The Shadow of the East - Page 131/193

He looked at her in amazement, startled at her passionate utterance, dismayed at a suggestion he had never contemplated. To think of her at the Towers, in the position he would have her fill, watched over by Peters, was the only comfort he could take away with him. For a second he meditated a refusal that seemed within his right, arbitrary though it might be. But the promise he had made to leave her free stayed him. He could not break that promise now. "As you please," he said, with forced unconcern, "you are your own mistress. You can do whatever you wish." And with a slight shrug he turned toward the house. She walked beside him in a tumult of emotion. He would now never know the love she bore him, the aching passion that throbbed like a living thing within her. She could not speak, the gulf between them was too wide to bridge, and he would leave her, thinking her indifferent, callous! Tears blinded her as she stumbled through the dark drawing room. In the dimly lit hall, standing at the foot of the staircase with his hand clenched on the oaken rail, Craven watched with tortured eyes the slender drooping figure move slowly upward, battling with himself, praying for strength to let her go--for he knew that if she even turned her head his self-control would shatter.
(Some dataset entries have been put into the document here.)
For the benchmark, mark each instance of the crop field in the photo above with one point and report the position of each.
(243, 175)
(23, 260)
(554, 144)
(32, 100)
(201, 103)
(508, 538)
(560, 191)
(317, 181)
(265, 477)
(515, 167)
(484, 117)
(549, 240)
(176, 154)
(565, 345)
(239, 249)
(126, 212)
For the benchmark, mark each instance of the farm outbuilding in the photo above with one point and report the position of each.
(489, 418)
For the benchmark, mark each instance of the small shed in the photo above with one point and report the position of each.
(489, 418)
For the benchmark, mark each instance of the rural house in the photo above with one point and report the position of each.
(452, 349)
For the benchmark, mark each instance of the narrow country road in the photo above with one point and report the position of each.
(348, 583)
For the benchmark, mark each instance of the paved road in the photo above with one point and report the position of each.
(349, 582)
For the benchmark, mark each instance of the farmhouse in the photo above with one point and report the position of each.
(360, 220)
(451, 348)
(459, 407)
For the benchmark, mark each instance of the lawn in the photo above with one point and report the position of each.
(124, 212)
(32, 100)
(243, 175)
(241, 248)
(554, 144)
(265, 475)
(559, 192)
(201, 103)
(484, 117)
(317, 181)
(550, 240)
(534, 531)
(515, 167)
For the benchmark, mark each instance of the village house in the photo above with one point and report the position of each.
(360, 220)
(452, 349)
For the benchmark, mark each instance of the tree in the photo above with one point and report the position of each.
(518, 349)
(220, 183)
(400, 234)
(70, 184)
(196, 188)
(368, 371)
It was weakening now and the sweat broke out in heavy drops on his forehead as he strove to crush an insidious inward voice that bade him forget the past and take what was his. "Only one life," it seemed to shout in mocking derision, "live while you can, take what you can! What is done, is done; only the present matters. Of what use is regret, of what use an abstinence that mortifies yet feeds desire? Fool, fool to set aside the chance of happiness!"

With a deep breath that was almost a groan he sprang forward. Then, in deadly fear, he checked himself, and wrenching his eyes away from the woman he craved fled out into the night.